Where a motion for leave to amend a complaint “is made long after the action has been certified for trial, judicial discretion in allowing such amendments should be discrete, circumspect, prudent, and cautious” ( American Cleaners, Inc. v. American Intl. Specialty Lines Ins. Co., 68 A.D.3d 792, 794, 891 N.Y.S.2d 127 [internal quotation marks omitted]; see Morris v. Queens Long Is. Med. Group, P.C., 49 A.D.3d 827, 828, 854 N.Y.S.2d 222;Countrywide Funding Corp. v. Reynolds, 41 A.D.3d 524, 525, 839 N.Y.S.2d 108). Nevertheless, “[a] determination whether to grant such leave is within the Supreme Court's broad discretion, and the exercise of that discretion will not be lightly disturbed” ( Gitlin v. Chirinkin, 60 A.D.3d 901, 902, 875 N.Y.S.2d 585;see Aurora Loan Servs., LLC v. Dimura, 104 A.D.3d 796, 962 N.Y.S.2d 304;Ingrami v. Rovner, 45 A.D.3d 806, 808, 847 N.Y.S.2d 132).
Here, the Supreme Court did not improvidently exercise its discretion in granting the plaintiff's motion for leave to amend the complaint to add a cause of action to recover damages for wrongful death. Although the plaintiff delayed in making the motion, “ ‘[m]ere lateness is not a barrier to the amendment. It must be lateness coupled with significant prejudice to the other side’ ” ( Aurora Loan Servs., LLC v. Dimura, 104 A.D.3d 796, 962 N.Y.S.2d 304, quoting Edenwald Contr. Co. v. City of New York, 60 N.Y.2d 957, 959, 471 N.Y.S.2d 55, 459 N.E.2d 164 [internal quotation marks omitted]; see U.S. Bank, N.A. v. Sharif, 89 A.D.3d 723, 724, 933 N.Y.S.2d 293;Public Adm'r of Kings County v. Hossain Constr.
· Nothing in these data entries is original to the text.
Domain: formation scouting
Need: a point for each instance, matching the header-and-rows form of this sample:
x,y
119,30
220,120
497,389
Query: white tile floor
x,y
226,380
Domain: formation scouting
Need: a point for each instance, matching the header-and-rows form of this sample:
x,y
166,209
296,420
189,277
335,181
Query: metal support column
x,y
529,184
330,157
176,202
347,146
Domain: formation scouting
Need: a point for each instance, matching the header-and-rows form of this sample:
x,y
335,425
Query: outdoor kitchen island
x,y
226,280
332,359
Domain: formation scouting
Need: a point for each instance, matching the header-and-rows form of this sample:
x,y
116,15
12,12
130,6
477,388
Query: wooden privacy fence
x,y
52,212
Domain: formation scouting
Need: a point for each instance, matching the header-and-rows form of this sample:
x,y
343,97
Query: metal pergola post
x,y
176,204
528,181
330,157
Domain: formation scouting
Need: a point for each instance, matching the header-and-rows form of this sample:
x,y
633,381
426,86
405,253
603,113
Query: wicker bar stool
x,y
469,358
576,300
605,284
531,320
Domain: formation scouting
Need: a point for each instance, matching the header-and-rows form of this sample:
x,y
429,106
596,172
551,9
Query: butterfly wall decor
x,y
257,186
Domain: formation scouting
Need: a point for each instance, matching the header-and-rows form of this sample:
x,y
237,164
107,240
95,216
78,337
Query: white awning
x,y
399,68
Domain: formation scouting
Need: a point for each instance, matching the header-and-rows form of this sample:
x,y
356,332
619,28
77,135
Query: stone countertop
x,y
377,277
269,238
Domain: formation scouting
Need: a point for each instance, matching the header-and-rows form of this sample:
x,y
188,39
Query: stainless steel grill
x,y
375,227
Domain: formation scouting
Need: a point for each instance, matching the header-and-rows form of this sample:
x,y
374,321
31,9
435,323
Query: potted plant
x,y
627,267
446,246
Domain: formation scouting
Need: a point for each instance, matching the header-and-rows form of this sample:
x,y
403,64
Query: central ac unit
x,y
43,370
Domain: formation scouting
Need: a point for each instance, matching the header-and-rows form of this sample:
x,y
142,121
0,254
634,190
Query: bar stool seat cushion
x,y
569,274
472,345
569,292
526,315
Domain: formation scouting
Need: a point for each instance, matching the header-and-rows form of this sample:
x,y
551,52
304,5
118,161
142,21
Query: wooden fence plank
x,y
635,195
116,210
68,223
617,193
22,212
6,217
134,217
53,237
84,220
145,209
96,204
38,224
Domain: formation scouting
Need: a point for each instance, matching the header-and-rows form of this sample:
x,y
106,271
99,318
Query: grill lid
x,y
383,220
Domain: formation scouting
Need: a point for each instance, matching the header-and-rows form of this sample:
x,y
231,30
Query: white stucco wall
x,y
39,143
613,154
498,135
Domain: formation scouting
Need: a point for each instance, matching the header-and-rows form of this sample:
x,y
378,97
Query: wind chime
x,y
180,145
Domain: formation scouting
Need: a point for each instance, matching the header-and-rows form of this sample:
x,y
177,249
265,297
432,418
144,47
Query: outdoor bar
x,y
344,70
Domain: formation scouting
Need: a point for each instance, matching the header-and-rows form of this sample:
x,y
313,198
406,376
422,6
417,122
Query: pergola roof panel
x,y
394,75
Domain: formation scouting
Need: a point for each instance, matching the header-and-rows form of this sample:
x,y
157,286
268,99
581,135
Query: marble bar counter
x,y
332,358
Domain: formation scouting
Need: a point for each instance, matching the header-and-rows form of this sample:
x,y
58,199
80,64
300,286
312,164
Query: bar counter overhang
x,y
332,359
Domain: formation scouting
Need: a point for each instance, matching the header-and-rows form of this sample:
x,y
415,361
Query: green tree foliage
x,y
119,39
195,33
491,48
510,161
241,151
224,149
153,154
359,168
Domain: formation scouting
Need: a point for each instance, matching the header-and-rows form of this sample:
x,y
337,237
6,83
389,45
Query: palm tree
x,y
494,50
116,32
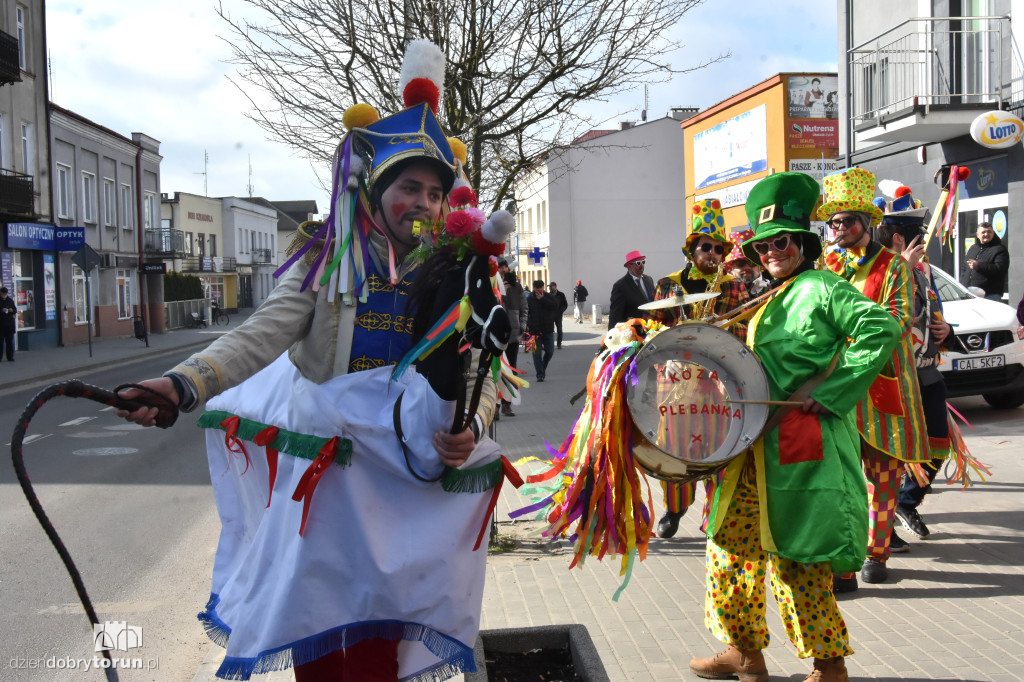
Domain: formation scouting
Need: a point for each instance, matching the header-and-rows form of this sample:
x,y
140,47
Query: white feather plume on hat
x,y
423,60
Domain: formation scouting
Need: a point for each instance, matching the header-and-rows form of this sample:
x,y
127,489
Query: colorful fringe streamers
x,y
960,456
592,480
961,461
441,330
509,385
Corp., 27 A.D.3d 714, 716, 815 N.Y.S.2d 621). Contrary to the defendants' contentions, they did not demonstrate that they would be significantly prejudiced by the amendment. In light of the medical records of the plaintiff's decedent, which documented multiple hospital admissions and her declining medical condition following the subject accident, along with the decedent's deposition testimony regarding the aggravation of pre-existing medical conditions, the defendants cannot, under the circumstances of this case, claim to have been surprised by the amendment ( cf. Rodriguez v. Panjo, 81 A.D.3d 805, 806, 916 N.Y.S.2d 239). Moreover, the plaintiff offered a reasonable excuse for the delay, and to avoid any possible prejudice to the defendants, the Supreme Court granted them time to obtain further discovery ( see Alvarado v. Beth Israel Med. Ctr., 78 A.D.3d 873, 874, 911 N.Y.S.2d 174;Grande v. Peteroy, 39 A.D.3d 590, 592, 833 N.Y.S.2d 615).
The parties' remaining contentions are not properly before this Court.